3. How does the Snorkel label model differ from simple majority voting?

Show Answer

The Snorkel label model learns a generative model of how each labeling function relates to the true (unobserved) label. Unlike majority voting, which gives equal weight to all functions, the label model: (1) learns the accuracy of each function and weights votes accordingly, (2) detects and accounts for correlations between functions (e.g., two keyword functions that make the same mistakes), and (3) produces probabilistic labels with confidence estimates. This typically improves accuracy by 5 to 15 percentage points over majority voting.
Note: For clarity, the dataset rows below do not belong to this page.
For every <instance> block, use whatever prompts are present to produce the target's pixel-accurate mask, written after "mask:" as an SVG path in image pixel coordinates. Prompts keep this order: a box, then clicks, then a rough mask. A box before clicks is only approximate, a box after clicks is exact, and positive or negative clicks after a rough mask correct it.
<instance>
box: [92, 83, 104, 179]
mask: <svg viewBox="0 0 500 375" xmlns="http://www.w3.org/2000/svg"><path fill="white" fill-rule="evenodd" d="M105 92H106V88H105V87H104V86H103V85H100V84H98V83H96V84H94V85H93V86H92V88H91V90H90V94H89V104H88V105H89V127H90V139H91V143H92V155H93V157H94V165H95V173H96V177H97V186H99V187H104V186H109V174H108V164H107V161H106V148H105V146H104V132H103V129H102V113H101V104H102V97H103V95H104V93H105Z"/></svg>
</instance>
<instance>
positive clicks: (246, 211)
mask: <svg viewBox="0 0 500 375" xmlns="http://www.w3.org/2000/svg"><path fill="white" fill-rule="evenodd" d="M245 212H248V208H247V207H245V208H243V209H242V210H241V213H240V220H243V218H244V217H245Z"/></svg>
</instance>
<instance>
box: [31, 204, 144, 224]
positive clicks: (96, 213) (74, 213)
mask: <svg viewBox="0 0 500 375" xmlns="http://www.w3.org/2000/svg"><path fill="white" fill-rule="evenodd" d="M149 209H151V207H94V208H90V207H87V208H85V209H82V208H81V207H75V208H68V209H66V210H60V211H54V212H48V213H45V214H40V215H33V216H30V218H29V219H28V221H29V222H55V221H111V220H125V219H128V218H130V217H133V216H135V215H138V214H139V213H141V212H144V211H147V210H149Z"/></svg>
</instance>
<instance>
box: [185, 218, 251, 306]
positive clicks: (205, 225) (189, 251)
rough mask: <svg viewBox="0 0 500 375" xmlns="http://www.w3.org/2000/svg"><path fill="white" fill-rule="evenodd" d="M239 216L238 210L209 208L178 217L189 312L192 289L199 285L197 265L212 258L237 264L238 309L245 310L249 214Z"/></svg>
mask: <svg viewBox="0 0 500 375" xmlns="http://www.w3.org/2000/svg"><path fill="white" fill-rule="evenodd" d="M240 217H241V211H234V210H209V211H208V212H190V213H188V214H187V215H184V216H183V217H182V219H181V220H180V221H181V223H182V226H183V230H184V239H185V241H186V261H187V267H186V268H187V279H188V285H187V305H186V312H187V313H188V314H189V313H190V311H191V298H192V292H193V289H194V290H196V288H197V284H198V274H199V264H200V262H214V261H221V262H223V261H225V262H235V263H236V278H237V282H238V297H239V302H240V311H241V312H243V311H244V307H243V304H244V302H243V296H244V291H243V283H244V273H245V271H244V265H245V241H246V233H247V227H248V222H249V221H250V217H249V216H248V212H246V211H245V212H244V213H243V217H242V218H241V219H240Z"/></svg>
4. Why does combining LLM labels with traditional labeling functions outperform either alone?

Show Answer

LLM labels have high coverage (they label every example) but moderate accuracy and correlated errors. Traditional labeling functions have low coverage but high precision on the examples they fire on. The combination exploits complementarity: the LLM provides broad coverage to ensure every example gets at least one vote, while the precise heuristics correct the LLM's systematic mistakes on the subset of examples they match. The label model learns when to trust each source, producing labels that are better than either source alone.

5. Why might rapid iteration with 88% accuracy labels outperform a single round of 95% accuracy labels?

Show Answer

With 88% accuracy labels obtained in 2 days, you can train a model, evaluate it, discover systematic errors in your task definition or data pipeline, fix your labeling functions, and retrain multiple times. Each iteration uncovers issues (ambiguous categories, edge cases, distribution gaps) that improve both the labels and the model. A single round of 95% accuracy labels taking 6 weeks provides no opportunity for this iterative discovery. The final model from multiple fast iterations often outperforms the model from a single expensive labeling round, because the task definition itself improves through iteration.

Key Takeaways

Weak supervision replaces hand-labeling with programming. Write labeling functions that encode heuristics, then use a label model to aggregate their noisy votes into probabilistic labels that approach human quality.
Good labeling functions are narrow and precise. High accuracy on a small subset is more valuable than moderate accuracy on everything. Use abstain liberally for uncertain cases.
Six types of labeling functions provide complementary signals: keyword, pattern/regex, heuristic, external knowledge base, model-based, and LLM-based. Diversity of function types is critical.
The Snorkel label model outperforms majority voting by 5 to 15 points because it learns function accuracies and correlation structure rather than treating all votes equally.
LLM labels are a powerful labeling function with uniquely high coverage but correlated errors. Combining LLMs with traditional labeling functions in a weak supervision framework outperforms either approach alone.
Optimize for iteration speed, not single-round accuracy. Cheaper, faster labeling approaches that enable rapid iteration often produce better final models than expensive one-shot labeling campaigns.